The other thing I got wrong was treating star count as a proxy for anything. Vanity. A 30,000-star repo means it had a viral moment. Sometimes that moment was three years ago and the team has shipped nothing since. Star count is now in my dataset only because removing fields is harder than ignoring them.

What I do with this every week

Sunday night the materialized view refreshes. Monday morning I run a single query that surfaces orgs with two or more accelerating signals. The output is usually 10-30 candidates. I open each one, skim the last week of commits to make sure it's real product work and not version bumps, and write a one-line note per company. The notes go in a doc that's been growing since November. I publish the strongest ones to a public watchlist and let people verify the predictions themselves.

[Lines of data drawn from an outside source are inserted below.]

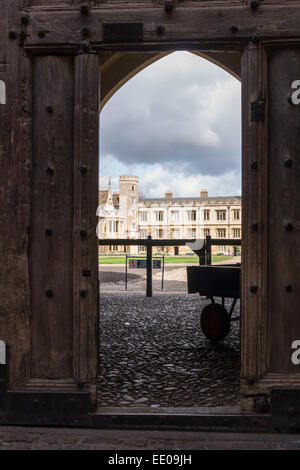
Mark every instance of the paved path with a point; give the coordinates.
(153, 354)
(19, 438)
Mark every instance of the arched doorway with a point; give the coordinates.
(129, 390)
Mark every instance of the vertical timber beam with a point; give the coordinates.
(51, 250)
(86, 174)
(255, 223)
(15, 178)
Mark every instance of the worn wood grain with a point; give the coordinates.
(196, 24)
(86, 309)
(255, 209)
(284, 207)
(15, 193)
(51, 256)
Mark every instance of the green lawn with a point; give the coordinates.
(168, 259)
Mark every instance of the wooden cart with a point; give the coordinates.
(211, 282)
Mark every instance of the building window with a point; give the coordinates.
(221, 215)
(221, 233)
(175, 216)
(236, 214)
(236, 233)
(191, 215)
(192, 233)
(144, 216)
(159, 216)
(206, 214)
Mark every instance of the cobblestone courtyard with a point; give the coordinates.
(153, 354)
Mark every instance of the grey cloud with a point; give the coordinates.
(168, 115)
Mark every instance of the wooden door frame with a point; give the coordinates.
(191, 26)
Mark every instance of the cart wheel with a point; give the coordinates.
(215, 322)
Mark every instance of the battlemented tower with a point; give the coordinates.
(128, 187)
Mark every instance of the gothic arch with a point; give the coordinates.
(118, 68)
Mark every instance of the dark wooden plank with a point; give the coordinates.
(196, 24)
(254, 209)
(51, 256)
(15, 158)
(86, 308)
(284, 207)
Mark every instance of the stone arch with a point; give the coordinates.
(119, 68)
(2, 92)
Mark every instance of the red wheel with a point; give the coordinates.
(215, 322)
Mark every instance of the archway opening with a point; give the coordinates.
(170, 167)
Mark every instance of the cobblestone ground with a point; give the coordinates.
(153, 354)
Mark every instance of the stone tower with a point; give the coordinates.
(128, 187)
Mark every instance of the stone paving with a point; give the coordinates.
(153, 354)
(20, 438)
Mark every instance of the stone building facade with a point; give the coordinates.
(125, 214)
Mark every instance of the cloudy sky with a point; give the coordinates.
(176, 125)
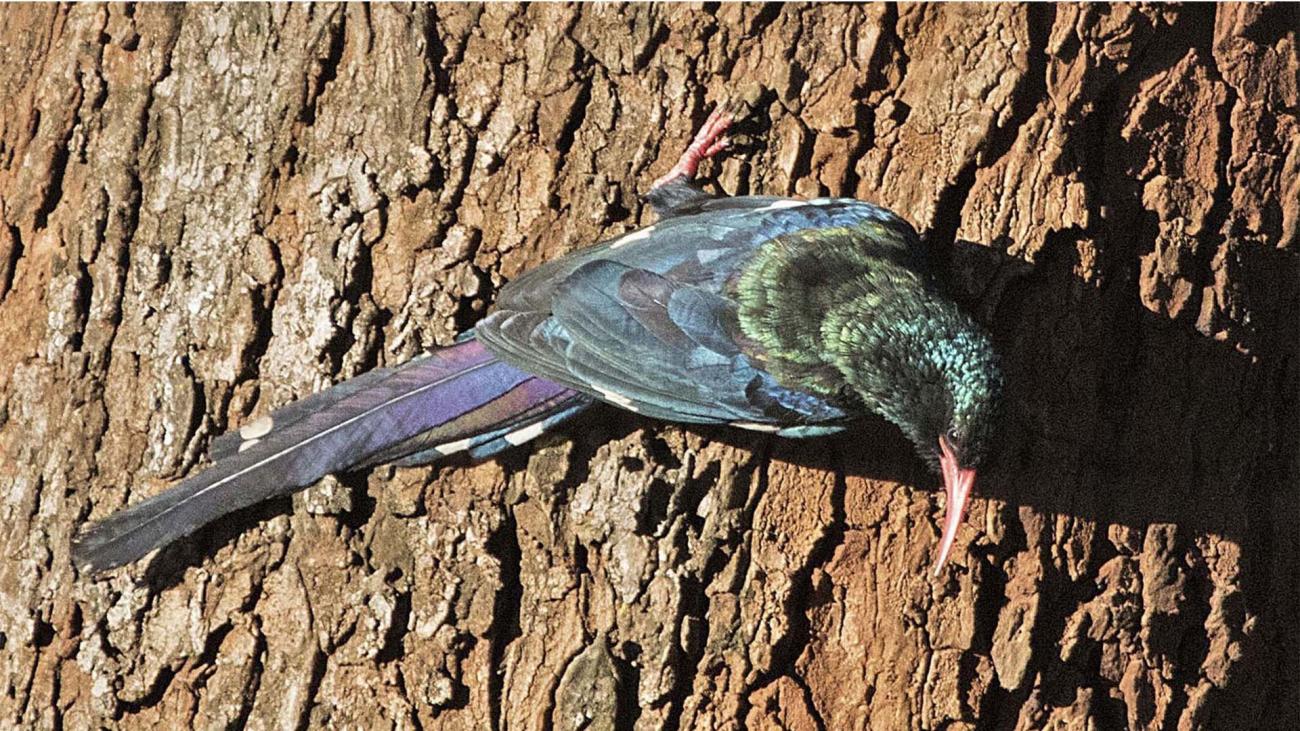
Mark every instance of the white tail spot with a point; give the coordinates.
(256, 428)
(527, 433)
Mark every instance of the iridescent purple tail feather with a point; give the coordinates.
(459, 398)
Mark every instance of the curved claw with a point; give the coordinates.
(709, 141)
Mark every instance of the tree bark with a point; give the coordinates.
(208, 211)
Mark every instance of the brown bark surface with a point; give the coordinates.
(207, 211)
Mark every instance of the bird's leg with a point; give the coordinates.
(709, 141)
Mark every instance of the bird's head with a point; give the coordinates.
(973, 388)
(932, 371)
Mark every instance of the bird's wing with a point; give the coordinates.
(707, 242)
(651, 345)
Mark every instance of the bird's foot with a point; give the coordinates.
(709, 141)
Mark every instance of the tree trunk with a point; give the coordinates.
(208, 211)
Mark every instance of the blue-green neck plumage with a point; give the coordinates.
(852, 314)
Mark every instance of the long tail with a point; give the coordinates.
(459, 398)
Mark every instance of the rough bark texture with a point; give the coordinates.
(207, 211)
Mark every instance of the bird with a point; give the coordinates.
(780, 315)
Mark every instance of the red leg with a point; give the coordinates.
(709, 141)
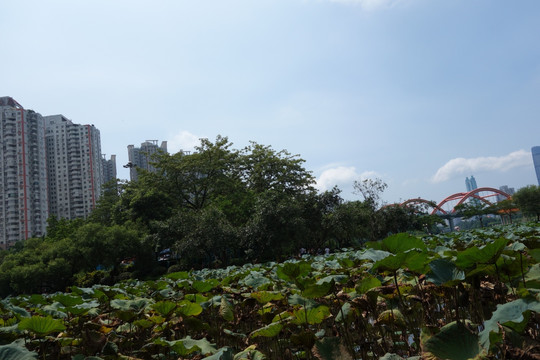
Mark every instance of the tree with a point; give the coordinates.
(471, 209)
(528, 200)
(505, 208)
(371, 190)
(193, 181)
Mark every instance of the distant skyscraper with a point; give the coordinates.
(510, 191)
(23, 174)
(109, 168)
(141, 158)
(74, 167)
(536, 160)
(470, 184)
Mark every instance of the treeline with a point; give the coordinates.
(215, 207)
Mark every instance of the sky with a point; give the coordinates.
(418, 93)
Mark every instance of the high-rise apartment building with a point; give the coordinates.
(141, 158)
(109, 168)
(75, 170)
(506, 189)
(470, 184)
(536, 160)
(23, 173)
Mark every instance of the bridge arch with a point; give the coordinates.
(417, 201)
(462, 197)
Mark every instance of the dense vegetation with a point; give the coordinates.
(455, 296)
(216, 207)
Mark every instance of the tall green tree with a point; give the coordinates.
(528, 200)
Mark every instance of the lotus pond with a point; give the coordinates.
(455, 296)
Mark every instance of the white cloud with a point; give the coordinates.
(342, 176)
(369, 4)
(184, 140)
(461, 166)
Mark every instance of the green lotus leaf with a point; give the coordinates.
(235, 334)
(164, 308)
(488, 254)
(178, 346)
(367, 284)
(296, 299)
(282, 316)
(16, 351)
(255, 280)
(392, 317)
(143, 323)
(196, 298)
(453, 342)
(532, 277)
(313, 291)
(204, 345)
(399, 243)
(41, 325)
(509, 312)
(180, 275)
(136, 305)
(343, 312)
(55, 310)
(330, 348)
(225, 353)
(390, 263)
(390, 356)
(444, 272)
(187, 308)
(290, 271)
(37, 299)
(83, 308)
(250, 353)
(16, 310)
(340, 279)
(68, 300)
(416, 261)
(311, 316)
(226, 309)
(374, 255)
(264, 297)
(535, 254)
(270, 330)
(205, 285)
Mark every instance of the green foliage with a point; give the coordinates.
(41, 325)
(413, 299)
(528, 200)
(454, 342)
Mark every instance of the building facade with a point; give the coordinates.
(109, 168)
(470, 184)
(141, 158)
(75, 170)
(536, 160)
(23, 177)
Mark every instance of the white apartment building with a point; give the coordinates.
(23, 174)
(109, 168)
(75, 167)
(141, 158)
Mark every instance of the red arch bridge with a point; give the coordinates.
(487, 195)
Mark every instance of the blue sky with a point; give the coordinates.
(420, 93)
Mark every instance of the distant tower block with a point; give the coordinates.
(536, 160)
(141, 157)
(470, 184)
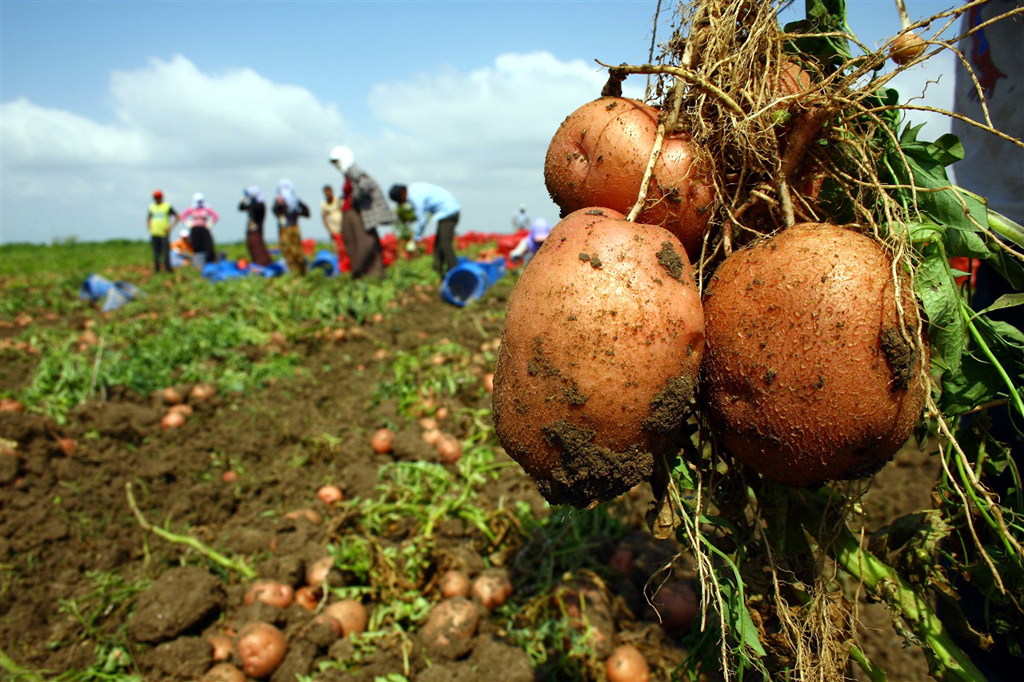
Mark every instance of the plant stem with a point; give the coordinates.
(873, 672)
(1015, 396)
(239, 566)
(945, 658)
(16, 671)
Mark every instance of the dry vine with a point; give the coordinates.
(766, 144)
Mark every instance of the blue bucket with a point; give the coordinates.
(222, 269)
(470, 280)
(94, 288)
(326, 261)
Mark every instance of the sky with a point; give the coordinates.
(103, 101)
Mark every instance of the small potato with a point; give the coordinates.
(431, 436)
(381, 440)
(330, 495)
(627, 665)
(350, 613)
(810, 374)
(306, 598)
(450, 628)
(223, 673)
(449, 449)
(202, 392)
(455, 584)
(269, 592)
(172, 395)
(172, 420)
(221, 646)
(676, 604)
(492, 589)
(317, 571)
(261, 647)
(906, 47)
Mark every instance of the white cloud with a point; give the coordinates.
(480, 133)
(929, 84)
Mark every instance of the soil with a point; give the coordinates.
(81, 574)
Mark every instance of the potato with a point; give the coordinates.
(906, 47)
(598, 157)
(492, 589)
(807, 373)
(598, 365)
(450, 628)
(455, 584)
(675, 605)
(261, 648)
(627, 665)
(270, 592)
(223, 673)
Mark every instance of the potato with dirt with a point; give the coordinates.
(811, 371)
(598, 157)
(598, 366)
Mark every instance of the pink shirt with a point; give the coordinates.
(199, 217)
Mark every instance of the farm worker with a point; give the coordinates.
(432, 204)
(201, 219)
(331, 208)
(252, 203)
(181, 251)
(160, 221)
(289, 208)
(539, 231)
(520, 219)
(369, 211)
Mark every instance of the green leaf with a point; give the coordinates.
(979, 381)
(739, 619)
(938, 293)
(1005, 301)
(821, 16)
(947, 150)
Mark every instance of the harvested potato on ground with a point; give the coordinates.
(261, 648)
(598, 365)
(351, 614)
(270, 592)
(627, 665)
(810, 373)
(450, 628)
(598, 157)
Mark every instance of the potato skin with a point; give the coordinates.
(598, 156)
(598, 363)
(806, 376)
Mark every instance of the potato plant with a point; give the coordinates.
(825, 346)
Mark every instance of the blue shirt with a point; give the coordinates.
(430, 203)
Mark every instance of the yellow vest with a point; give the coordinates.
(160, 219)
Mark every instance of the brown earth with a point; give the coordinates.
(80, 576)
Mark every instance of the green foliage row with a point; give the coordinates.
(183, 329)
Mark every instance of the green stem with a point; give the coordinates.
(875, 673)
(1015, 396)
(211, 554)
(945, 658)
(17, 671)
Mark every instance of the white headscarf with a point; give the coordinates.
(343, 157)
(254, 193)
(287, 193)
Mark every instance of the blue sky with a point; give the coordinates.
(101, 101)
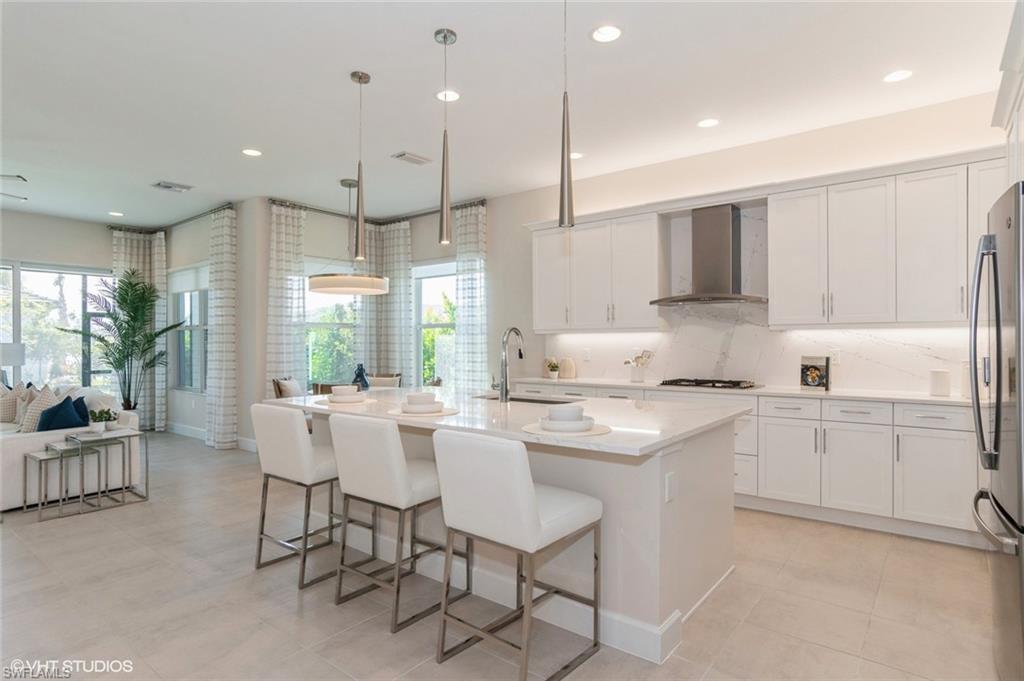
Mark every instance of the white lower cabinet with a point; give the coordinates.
(788, 462)
(857, 467)
(935, 476)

That last part is the unfair part. If the signal is real, the only way to prove it is to publish dated predictions and let them age. Six months of public dated predictions is what built my confidence in the methodology more than any backtest. The backtest tells you what would have worked. The public watchlist tells you what did.

The crawler still runs hourly. Postgres is still the only database. The Sunday refresh still takes 90 seconds. None of it is fancy. The interesting work was figuring out which two of five signals had to overlap before I'd trust any of them — and that's not infrastructure, it's pattern discipline.